The result in Fig. 2 shows a cut in LA orientation through the final reconstruction, at an orientation not covered by one of the 11 ground truth LA slices, for a fair comparison. The synthetic slices cover most of the space and do not represent a real clinical scenario. In order for a more realistic approach, we chose to use 12 synthetic acquisitions - 6 LA and 6 SA. The more clinically used combination of approximately 10 SA and 2 LA leaves space very under-sampled for through plane detail, especially around the apex and base. Similarly to Fig. 2, the result in Fig. 3 shows a cut in LA orientation through the final reconstruction, at an orientation not covered by one of the 6 ground truth LA slices.

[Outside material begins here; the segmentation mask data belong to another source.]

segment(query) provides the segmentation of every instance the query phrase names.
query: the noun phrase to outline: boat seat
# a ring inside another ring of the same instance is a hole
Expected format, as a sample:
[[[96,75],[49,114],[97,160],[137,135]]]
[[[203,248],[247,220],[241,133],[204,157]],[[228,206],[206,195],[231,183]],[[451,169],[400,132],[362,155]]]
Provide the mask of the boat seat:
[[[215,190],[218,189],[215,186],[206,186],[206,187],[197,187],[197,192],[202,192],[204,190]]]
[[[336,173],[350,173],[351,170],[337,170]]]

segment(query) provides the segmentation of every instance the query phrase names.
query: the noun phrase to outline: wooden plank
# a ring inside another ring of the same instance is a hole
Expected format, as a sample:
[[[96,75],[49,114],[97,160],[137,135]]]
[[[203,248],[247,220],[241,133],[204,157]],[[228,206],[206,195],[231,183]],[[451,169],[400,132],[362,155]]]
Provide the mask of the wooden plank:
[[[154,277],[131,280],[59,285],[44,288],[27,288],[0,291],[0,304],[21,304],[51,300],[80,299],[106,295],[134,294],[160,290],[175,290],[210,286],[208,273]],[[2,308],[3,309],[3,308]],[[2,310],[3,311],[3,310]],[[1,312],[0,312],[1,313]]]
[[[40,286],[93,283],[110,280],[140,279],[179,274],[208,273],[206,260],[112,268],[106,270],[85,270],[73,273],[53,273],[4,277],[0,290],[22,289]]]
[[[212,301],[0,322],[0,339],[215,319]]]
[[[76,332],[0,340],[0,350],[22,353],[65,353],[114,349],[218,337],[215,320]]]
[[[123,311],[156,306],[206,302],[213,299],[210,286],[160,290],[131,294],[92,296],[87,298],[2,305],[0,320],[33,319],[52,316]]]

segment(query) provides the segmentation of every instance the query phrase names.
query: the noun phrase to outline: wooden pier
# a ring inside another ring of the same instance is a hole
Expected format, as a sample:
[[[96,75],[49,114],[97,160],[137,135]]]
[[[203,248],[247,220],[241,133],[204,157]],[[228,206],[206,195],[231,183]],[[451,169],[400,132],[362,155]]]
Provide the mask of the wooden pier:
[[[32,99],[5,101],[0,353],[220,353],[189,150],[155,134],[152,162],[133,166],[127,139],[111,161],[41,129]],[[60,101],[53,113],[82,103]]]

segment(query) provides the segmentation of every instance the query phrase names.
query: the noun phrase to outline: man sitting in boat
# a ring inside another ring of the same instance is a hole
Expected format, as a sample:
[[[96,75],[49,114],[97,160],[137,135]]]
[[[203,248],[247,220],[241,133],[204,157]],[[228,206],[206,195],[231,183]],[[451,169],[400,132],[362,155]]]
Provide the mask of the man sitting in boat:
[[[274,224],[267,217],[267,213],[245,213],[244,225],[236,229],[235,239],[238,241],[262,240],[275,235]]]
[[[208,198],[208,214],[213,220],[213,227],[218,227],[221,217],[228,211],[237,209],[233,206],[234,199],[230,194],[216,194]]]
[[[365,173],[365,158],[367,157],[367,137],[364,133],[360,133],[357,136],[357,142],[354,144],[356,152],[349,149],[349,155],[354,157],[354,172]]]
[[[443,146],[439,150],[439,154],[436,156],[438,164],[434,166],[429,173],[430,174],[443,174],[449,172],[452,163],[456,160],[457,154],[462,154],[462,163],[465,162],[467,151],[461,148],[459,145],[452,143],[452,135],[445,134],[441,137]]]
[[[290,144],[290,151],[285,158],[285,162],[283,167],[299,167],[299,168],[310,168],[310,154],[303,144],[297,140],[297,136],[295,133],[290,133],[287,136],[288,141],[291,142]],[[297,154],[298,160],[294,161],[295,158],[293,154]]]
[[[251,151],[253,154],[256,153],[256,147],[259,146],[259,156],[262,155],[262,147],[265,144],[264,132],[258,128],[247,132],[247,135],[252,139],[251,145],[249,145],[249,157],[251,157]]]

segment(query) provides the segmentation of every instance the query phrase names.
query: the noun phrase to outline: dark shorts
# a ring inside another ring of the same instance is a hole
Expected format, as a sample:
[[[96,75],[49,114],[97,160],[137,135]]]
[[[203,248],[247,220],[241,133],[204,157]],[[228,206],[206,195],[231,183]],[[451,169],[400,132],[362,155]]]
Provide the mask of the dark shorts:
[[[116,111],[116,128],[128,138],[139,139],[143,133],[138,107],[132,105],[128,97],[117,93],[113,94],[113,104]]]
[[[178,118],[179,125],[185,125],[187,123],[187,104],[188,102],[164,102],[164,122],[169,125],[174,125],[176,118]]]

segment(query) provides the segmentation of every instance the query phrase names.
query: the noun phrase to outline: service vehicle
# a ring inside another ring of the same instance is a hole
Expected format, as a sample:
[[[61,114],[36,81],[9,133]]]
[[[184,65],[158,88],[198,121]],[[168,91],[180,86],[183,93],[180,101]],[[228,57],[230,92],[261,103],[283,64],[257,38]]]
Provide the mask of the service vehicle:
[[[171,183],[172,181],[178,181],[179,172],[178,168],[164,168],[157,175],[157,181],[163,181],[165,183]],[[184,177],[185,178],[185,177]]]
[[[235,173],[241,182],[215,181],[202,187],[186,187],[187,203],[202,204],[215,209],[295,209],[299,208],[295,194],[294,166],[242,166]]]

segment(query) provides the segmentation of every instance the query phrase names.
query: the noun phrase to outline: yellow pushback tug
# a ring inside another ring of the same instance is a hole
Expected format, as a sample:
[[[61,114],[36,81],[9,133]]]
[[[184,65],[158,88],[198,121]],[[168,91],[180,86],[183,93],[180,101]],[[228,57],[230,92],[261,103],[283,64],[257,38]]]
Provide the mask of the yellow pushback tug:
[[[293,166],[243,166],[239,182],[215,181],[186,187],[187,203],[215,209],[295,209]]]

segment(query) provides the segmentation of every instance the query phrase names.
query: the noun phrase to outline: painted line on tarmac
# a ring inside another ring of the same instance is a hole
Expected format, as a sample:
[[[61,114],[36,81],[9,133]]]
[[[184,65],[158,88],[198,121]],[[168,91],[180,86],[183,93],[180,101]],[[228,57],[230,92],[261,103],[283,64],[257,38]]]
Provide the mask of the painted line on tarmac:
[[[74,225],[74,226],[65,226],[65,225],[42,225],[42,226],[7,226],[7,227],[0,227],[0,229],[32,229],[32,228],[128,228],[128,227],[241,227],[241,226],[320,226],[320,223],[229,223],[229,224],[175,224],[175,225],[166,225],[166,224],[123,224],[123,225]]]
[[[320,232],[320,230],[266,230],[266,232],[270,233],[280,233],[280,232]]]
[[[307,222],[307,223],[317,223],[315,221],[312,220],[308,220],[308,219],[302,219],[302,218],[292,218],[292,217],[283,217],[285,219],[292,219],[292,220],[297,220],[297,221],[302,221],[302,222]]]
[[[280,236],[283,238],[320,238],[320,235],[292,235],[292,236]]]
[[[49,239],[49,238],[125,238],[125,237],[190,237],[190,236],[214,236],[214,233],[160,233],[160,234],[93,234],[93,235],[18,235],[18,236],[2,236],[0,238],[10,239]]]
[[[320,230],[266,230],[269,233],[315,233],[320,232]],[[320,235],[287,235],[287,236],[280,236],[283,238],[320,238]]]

4 Discussion and Conclusion

The reconstruction using 9 SA and 3 LA slices does not show improvements with respect to interpolation on any of the metrics that were applied (cf. Table 1), whereas the reconstruction using 3 SA and 9 LA slices does show improvements in the metrics, but starting off with worse quantitative results on the initialisation. This highlights our finding that the slice protocol followed in clinical practice is not ideal for 3D reconstruction, and that increasing the number of LA slices improves the reconstruction. Balancing the number of LA and SA slices shows improvements which outperform the interpolation.

This work has addressed the problem of combining structural information from long-axis images to improve the generation of 3D volumes from short-axis images. Accurate 3D volumes are required for the generation of meshes for mechanical models as well as other applications such as measuring cardiac volumes or estimating ejection fractions.

There are some limitations to this study. The algorithm assumes a pre-processing step of SA-LA registration, and any inaccuracies in this step will be propagated into the image reconstruction. Furthermore, as it is based on total variation, regions outside the sampled planes will typically be as smooth as possible (i.e. the image in-painting is extremely crude). It is therefore crucial that as much of the heart as possible is imaged by at least one plane, which is not currently done in clinical cardiac MRI. Between the spokes of the LA slices, only the SA is driving the reconstruction and is highly sensitive to initialisation.

Unlike a number of recently proposed methods using convolutional neural networks [14, 16], the proposed algorithm does not incorporate any prior information. While these CNN based super-resolution methods have shown excellent performance, the cardiac MRI specific ones assume that short-axis stacks are non-overlapping and parallel [17]. After motion correction, this is rarely the case in clinical acquisitions. It is also unclear how these networks, trained on healthy hearts, will perform on hypertrophic or infarcted hearts. The proposed algorithm does not make any assumptions about the size, orientation, or shape of the heart, or on the slice selection protocol. Thus, it is widely applicable and may be preferable when training data is not available, or when the test data is not well represented by the training data.

Further work will include extending the algorithm to use all frames of cine MRI datasets, rather than operating on a static image. Improved performance is also expected to be achieved by optimising the slice planning, since the slice protocol used in clinical practice is not designed with the aim of 3D reconstruction. At present, standard clinical datasets have too few LA acquisitions, limiting the algorithm’s performance.